Mr. Bremer nodded. “He said he was having his own money troubles. He loved to sail, and he’d sunk a lot of money into a boat and needed more money to enter races. So we went in on it together.”

“And then the road controversy hit?” Nancy asked. It was a logical question.

“Right. We’d just begun to find some gold, although not enough to keep Stryker happy. But he went ballistic over this bat thing. He knew if the town decided to widen the road, our operation was doomed.”

“Is he the one who was threatening my aunt?” George asked.

“Yes.” Mr. Bremer gave a nasty laugh. “He said he knew Mrs. Porter well and that if she got her back up about something, she’d be unstoppable. So he egged her on with those threats—the phone calls, the stuffed bat, causing the car accidents. It was all done to make her even more resolute.”

Ah! At last, Nancy understood Stryker’s motive. It was a fiendishly clever use of reverse psychology. And he must have thought that killing the bats would be the best possible way to get Elizabeth working for his evil purpose.
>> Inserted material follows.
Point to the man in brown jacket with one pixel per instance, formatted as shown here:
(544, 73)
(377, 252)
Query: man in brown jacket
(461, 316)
“So you ran us off the road,” Nancy said. “But how did you know my car?”

“I saw you getting into it in front of my store one day,” Mr. Bremer admitted.

“And the bats that were killed. Did you two do that?”

At this point, Mr. Bremer looked genuinely surprised. “No, it wasn’t me. I started to distance myself from Stryker after we ran you off the road. I figured I’d shut down the sluicing operation and try to find my money some other way, rather than do what Stryker wanted.”

Nancy believed him. He looked tired. Tired and relieved to have confessed.

“Do you have any idea where he could have taken Mrs. Porter?” Nancy asked. “It looks as if he must be the one who kidnapped her.”

Mr. Bremer thought for a moment. “Stryker has a cabin, a shack really, out in the woods not far from Tolchinsky’s house,” he said. “That’s the only place I can think of.”

“Tell us how to get there,” Nancy said.

Mr. Bremer quickly gave them directions and even drew a rough map on the back of a piece of paper.

“Look, if we go, will you try to get to him first?” Nancy asked him. She wasn’t ready to trust him completely, after all.